For an extension $\xi:0\to B\to X\to A\to0$ of $A$ by $B$, he associates the element $x=\Theta(\xi)\in \operatorname{Ext}^1(A,B) $, by applying $\operatorname{Ext}^*(A,-)$ to form the long exact sequence
$$\cdots\to\operatorname{Hom}(A,X)\to \operatorname{Hom}(A,A)\xrightarrow{\partial}\operatorname{Ext}^1(A,B)\to\cdots, $$
and setting $x=\partial(\operatorname{id}_A)$.
He then shows that $\Theta$ gives a well defined map from the set of equivalence classes of extensions of $A$ by $B$ to $\operatorname{Ext}^1(A,B)$.
In proving surjectivity of $\Theta$, he considers an exact sequence $0\to M\to P \to A\to 0$ with $P$ projective. Applying $\operatorname{Ext}^*(-,B)$
gives $\operatorname{Hom}(M,B)\xrightarrow{\partial}\operatorname{Ext}^1(A,B)\to 0$, so for $x\in \operatorname{Ext}^1(A,B)$ he picks $\beta:M\to B$ with $x=\partial(\beta)$. Then he constructs a diagram
\begin{array}{ccccccccc}
0 & \xrightarrow{} & M & \xrightarrow{} & P & \xrightarrow{} & A & \xrightarrow{} & 0\\
& & \downarrow & & \downarrow & & \parallel & & \\
0 & \xrightarrow{} & B & \xrightarrow{} & X & \xrightarrow{} & A & \xrightarrow{} & 0
\end{array}
with the map from $M$ to $B$ given by $\beta$ and $X$ is the pushout of $B\leftarrow M\to P$. One shows that the lower row is exact (no problem).
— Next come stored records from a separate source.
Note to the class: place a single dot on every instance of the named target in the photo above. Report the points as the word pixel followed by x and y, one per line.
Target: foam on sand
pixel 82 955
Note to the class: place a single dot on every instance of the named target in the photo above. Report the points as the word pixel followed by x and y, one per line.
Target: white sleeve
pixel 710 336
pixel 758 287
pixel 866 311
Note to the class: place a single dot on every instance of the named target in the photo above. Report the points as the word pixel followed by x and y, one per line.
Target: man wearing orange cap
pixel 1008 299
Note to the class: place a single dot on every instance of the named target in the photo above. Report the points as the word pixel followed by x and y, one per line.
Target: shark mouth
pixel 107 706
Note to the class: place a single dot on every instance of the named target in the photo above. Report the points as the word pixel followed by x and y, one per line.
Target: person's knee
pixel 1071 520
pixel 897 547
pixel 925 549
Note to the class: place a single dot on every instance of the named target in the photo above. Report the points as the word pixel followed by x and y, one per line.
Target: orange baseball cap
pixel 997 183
Then he claims that the extension given by the lower row maps to $x$ under $\Theta$. How does this follow? He states that one uses the naturality of $\partial$, so one has to apply $\operatorname{Ext}$ in some way.
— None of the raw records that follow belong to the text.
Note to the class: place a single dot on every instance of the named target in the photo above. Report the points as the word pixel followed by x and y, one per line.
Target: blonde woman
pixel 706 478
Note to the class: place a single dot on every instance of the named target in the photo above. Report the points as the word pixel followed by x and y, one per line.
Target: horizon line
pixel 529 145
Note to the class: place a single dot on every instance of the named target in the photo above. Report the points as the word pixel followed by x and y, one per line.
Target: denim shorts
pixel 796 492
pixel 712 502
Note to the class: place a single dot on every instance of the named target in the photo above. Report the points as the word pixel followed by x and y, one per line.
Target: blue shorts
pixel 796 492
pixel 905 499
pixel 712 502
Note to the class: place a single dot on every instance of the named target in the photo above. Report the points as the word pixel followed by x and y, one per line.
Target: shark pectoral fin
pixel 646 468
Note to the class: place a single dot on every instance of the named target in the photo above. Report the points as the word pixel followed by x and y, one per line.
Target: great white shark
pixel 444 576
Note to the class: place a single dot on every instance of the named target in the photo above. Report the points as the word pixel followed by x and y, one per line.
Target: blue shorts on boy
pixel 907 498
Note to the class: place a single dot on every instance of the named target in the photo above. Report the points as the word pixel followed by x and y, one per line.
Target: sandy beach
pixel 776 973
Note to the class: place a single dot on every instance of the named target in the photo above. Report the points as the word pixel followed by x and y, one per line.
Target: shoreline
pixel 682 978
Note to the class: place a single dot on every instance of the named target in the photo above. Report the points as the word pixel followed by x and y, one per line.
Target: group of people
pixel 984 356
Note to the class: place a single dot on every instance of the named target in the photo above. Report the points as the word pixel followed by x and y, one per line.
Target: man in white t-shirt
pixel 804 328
Edit:Taking the Ext long exact sequence doesn't solve the problem immediately, see the comments below.
Best Answer
The proof as intended by Weibel doesn't seem to work, since it requires one to solve the related question asked here Are those two ways to relate Extensions to Ext equivalent?. However, by using the dual version of his proof we can avoid this issue:
Pick an exact sequence $0\to B \to I\xrightarrow{\pi} N\to 0$, where now $I$ is an injective object. Then apply $Ext(A,-)$ to obtain en exact sequence $$ ... \to Hom(A,N) \xrightarrow{\partial} Ext(A,B) \to 0,$$ and pick $\gamma \in Hom(A,N)$ with $\partial(\gamma)=x$. Now we let $X$ be the pullback of $A\xrightarrow{\gamma} N \xleftarrow{\pi}I$. This fits into a commutative diagram with exact rows:
\begin{array}{ccccccccc} 0 & \xrightarrow{} & B & \xrightarrow{} & X & \xrightarrow{} & A & \xrightarrow{} & 0\\ & & \parallel & & \downarrow & & \downarrow & & \\ 0 & \xrightarrow{} & B & \xrightarrow{} & I & \xrightarrow{} & N & \xrightarrow{} & 0. \end{array} The upper row is now an extension $\xi$ for which one directly sees that $\Theta(\xi)=x$: Applying $Ext(A,-)$ again gives a long ladder diagram, from which we consider the square \begin{array}{ccc} Hom(A,A) & \xrightarrow{\partial'} & Ext^1(A,B) \\ \downarrow& & \parallel \\ Hom(A,N) &\xrightarrow{\partial} & Ext^1(A,B) \end{array} The $\partial$ here is the same as above, and by the definition in Weibel we have $\Theta(\xi) =\partial'(id_A)$. Finally, the left vertical arrow is composition with $\gamma$ by definition of the $Hom$ functor. So $$\Theta(\xi) =\partial'(id_A)=\partial(\gamma\circ id_A) =x.$$